Policjanci z Mokotowa zatrzymali 23-letniego mieszkańca Warszawy, który z towarem przyjechał sfinalizować transakcję. Nie wiedział jednak, że na miejscu zamiast klienta będą na niego czekać mundurowi. Funkcjonariusze znaleźli przy nim blisko 100 tabletek ekstazy oraz torebkę z amfetaminą. Przez kolejne trzy miesiące Łukasz S. z pewnością nie będzie uprawiał swojego procederu. Sąd tymczasowo aresztował podejrzanego.

Tuż przed godziną 18:00 policjanci z wydziału patrolowo-wywiadowczego kontrolowali swój rejon. Otrzymali informację, że najprawdopodobniej kilka ulic dalej ma dojść do narkotykowej transakcji. Dostawca ma przywieść towar taksówką i podejść do klienta. Nie zwlekając zaraz pojechali we wskazane miejsce. Mundurowi nie musieli długo czekać, aż podjedzie osobowy mercedes. Pasażer nie miał jednak zamiaru wyjść z auta.

Wywiadowcy podeszli do samochodu. Siedzący w nim Łukasz S. przekonany był, że klienci przyszli od niego odebrać towar. Na widok policyjnych legitymacji przekonał się jak bardzo się mylił. Podczas kontroli funkcjonariusze odebrali 23-latkowi kilkadziesiąt różowych tabletek oraz torebkę z białym proszkiem. Blisko 100 sztuk ekstazy znaleźli w kasku trzymanym przez mężczyznę, a amfetaminę w jego ubraniu. Dzięki policjantom narkotyki nie trafiły w kolejne ręce.

Mężczyzna wczoraj tłumaczył się prokuratorowi.

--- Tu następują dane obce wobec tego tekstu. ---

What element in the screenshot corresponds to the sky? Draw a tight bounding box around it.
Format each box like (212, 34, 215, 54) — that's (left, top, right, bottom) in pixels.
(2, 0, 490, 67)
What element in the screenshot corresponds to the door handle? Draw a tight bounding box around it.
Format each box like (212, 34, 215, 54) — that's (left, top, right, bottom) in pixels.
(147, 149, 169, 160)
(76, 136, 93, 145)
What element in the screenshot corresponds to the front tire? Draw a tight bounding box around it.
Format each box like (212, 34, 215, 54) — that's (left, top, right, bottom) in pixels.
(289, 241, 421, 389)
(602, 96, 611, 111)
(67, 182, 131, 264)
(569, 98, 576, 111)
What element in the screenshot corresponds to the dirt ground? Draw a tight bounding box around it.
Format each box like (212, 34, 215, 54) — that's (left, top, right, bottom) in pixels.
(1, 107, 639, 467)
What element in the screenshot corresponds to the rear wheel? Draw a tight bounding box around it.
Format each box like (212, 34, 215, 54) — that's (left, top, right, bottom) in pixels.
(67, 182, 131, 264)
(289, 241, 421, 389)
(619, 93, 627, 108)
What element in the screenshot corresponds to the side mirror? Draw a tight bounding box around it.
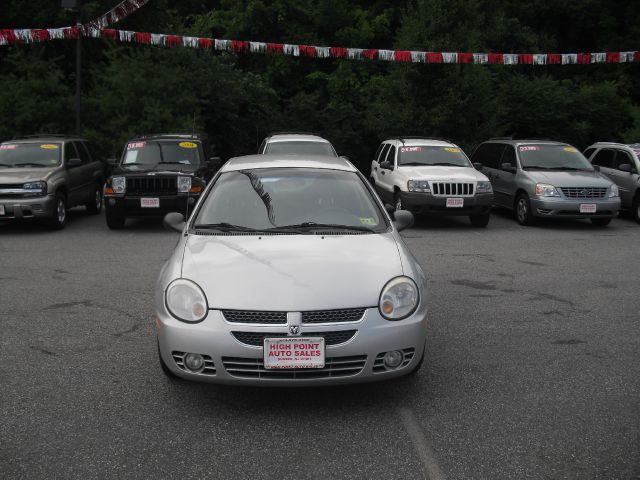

Usłyszał zarzut posiadania znacznej ilości narkotyku. 23-latek twierdził, że jedynie przechowywał towar dla znajomego, który nie mógł tych zabronionych prawem środków odebrać do niego. Nie ulega jednak wątpliwości, że Łukasz S. naruszył przepisy ustawy o przeciwdziałaniu narkomanii. Za takie zachowanie grozi kara nawet do 8 lat więzienia. O losach podejrzanego zadecyduje teraz sąd, który już na trzy miesiące aresztował zatrzymanego.